Parallel-R1: Towards Parallel Thinking via Reinforcement Learning
Abstract
Parallel thinking has emerged as a novel approach for enhancing the reasoning capabilities of large language models (LLMs) by exploring multiple reasoning paths concurrently. However, activating such capabilities through training remains challenging. Existing methods mainly rely on supervised fine-tuning (SFT) over synthetic data, which encourages teacher-forced learning rather than exploration and generalization. To address this issue, we propose Parallel-R1, the first reinforcement learning (RL) framework that instills parallel thinking for complex real-world reasoning tasks. Our framework employs a progressive curriculum that addresses the cold-start problem in training parallel thinking with RL. We first use SFT on prompt-generated trajectories from easier tasks to instill the parallel thinking behavior, then transition to RL to explore and generalize this skill on harder problems.

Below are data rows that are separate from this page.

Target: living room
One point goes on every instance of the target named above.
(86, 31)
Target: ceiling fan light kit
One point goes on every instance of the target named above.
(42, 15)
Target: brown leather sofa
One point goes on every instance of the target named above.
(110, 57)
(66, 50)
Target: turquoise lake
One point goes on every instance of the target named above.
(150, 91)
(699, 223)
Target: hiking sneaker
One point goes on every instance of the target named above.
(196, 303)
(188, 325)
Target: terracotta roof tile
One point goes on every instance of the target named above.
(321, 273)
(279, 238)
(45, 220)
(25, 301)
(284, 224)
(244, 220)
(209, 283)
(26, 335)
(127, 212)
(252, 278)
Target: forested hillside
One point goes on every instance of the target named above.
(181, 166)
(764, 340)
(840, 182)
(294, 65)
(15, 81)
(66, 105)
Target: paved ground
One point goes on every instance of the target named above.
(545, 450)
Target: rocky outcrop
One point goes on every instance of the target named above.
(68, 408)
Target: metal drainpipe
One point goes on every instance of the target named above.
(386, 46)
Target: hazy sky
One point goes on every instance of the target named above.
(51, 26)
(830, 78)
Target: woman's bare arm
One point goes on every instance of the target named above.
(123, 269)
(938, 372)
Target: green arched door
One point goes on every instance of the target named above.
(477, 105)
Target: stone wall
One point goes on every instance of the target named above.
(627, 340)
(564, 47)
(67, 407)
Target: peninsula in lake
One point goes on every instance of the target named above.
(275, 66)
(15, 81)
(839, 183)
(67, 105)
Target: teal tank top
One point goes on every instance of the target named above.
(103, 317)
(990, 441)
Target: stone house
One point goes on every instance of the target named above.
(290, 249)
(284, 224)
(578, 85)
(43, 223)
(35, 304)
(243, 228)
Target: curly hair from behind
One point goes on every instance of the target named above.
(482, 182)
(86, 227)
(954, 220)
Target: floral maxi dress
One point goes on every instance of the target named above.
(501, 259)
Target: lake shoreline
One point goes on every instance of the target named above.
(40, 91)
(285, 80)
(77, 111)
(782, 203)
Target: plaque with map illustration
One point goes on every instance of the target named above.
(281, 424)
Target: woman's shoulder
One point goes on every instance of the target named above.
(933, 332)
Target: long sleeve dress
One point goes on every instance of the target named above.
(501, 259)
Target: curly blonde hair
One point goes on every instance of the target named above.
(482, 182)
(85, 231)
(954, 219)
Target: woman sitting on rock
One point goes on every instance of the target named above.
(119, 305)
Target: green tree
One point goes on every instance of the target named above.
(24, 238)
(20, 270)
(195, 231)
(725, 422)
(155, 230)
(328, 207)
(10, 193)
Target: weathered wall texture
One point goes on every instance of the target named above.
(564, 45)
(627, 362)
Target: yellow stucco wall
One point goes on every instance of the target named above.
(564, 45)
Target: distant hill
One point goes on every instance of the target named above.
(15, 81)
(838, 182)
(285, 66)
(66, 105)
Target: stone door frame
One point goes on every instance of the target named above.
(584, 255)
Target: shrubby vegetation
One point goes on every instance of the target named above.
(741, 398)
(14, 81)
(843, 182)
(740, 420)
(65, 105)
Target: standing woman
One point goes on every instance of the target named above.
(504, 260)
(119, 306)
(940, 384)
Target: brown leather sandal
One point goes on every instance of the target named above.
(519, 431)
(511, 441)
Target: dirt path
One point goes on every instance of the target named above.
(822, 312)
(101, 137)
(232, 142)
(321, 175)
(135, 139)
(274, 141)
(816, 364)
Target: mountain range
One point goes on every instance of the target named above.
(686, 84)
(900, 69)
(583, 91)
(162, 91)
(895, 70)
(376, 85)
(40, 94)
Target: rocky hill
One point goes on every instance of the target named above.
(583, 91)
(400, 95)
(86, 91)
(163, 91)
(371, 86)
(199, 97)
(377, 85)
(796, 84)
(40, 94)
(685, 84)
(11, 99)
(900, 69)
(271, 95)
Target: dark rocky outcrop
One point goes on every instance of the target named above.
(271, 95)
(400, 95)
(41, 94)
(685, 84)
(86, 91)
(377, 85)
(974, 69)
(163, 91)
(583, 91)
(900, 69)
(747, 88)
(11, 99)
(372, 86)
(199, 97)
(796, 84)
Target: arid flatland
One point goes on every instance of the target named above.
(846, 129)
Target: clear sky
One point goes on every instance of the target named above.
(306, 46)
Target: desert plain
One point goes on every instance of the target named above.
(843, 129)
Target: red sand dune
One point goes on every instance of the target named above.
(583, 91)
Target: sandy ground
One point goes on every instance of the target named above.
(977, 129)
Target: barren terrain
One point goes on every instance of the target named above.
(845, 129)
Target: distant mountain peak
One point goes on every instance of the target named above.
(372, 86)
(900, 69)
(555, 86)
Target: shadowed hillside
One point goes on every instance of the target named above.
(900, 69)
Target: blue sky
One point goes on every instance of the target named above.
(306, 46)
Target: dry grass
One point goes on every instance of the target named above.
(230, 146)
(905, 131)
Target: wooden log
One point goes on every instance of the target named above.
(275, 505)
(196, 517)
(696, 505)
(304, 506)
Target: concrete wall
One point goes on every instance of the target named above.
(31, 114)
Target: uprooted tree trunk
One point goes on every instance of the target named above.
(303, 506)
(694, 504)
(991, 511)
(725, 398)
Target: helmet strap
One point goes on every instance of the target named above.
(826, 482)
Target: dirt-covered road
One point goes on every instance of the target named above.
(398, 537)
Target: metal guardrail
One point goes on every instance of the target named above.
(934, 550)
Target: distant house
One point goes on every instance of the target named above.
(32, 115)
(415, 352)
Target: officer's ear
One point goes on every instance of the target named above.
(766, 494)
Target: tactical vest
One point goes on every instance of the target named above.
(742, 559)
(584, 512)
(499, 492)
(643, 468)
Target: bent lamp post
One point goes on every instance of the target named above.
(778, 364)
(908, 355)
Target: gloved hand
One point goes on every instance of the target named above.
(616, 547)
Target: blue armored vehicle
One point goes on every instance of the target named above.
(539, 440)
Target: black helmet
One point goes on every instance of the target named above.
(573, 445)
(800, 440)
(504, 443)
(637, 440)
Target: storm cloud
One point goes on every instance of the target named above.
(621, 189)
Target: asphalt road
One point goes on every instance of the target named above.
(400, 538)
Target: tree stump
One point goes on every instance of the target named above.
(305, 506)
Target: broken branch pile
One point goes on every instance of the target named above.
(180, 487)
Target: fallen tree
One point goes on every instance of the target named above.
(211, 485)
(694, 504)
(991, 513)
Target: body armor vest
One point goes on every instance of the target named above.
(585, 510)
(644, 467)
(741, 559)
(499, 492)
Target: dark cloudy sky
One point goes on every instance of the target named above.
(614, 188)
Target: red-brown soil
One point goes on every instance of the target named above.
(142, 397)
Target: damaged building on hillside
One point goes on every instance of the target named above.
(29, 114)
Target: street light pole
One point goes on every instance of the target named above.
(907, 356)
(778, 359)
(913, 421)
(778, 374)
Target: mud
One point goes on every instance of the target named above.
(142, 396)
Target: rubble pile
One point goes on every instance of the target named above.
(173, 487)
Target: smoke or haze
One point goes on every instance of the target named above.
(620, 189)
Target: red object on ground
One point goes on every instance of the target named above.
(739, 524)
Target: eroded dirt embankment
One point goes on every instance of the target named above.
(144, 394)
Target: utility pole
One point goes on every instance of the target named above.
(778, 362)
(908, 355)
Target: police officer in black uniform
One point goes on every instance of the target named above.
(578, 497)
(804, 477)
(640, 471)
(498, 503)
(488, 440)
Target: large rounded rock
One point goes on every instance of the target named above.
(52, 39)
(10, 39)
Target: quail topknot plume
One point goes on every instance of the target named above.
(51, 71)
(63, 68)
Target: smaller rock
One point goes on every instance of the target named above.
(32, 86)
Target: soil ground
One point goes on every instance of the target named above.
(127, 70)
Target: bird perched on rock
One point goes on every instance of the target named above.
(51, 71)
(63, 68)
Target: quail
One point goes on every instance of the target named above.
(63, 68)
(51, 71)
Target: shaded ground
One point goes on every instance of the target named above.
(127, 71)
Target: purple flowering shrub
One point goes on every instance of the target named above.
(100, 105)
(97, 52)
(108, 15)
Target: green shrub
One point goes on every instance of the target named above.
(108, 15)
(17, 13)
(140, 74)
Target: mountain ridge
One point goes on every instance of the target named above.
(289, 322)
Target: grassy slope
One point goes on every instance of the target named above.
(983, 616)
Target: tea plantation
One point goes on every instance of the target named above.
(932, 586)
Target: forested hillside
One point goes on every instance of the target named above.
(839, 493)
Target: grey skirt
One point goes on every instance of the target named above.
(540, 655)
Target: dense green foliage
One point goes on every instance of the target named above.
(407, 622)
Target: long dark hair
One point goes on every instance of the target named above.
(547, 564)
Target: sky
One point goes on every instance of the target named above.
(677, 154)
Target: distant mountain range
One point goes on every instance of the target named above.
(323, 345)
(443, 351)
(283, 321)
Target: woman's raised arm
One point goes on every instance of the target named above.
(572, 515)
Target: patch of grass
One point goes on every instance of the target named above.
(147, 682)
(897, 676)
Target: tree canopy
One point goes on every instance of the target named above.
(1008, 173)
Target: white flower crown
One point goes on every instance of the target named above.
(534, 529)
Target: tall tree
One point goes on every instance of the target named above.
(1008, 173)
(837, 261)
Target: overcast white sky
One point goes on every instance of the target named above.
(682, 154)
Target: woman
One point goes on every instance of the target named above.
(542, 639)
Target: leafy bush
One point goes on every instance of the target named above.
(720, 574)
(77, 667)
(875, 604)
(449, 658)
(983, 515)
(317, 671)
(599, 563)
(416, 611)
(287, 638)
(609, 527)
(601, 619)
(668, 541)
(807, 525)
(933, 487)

Experiments on various math benchmarks, including MATH, AMC23, and AIME, show that Parallel-R1 successfully elicits parallel thinking, leading to 8.4% accuracy improvements over the sequential thinking model trained directly on difficult tasks with RL. Further analysis reveals a distinct shift in the model's thinking patterns: in the early stage, it utilizes parallel thinking as an exploration strategy, while in the later stage, it employs this ability for multi-perspective verification. Most significantly, we validate parallel thinking as a mid-training exploration scaffold, where this intermediate phase unlocks a higher performance ceiling after RL, yielding a 42.9% improvement over the sequential RL baseline.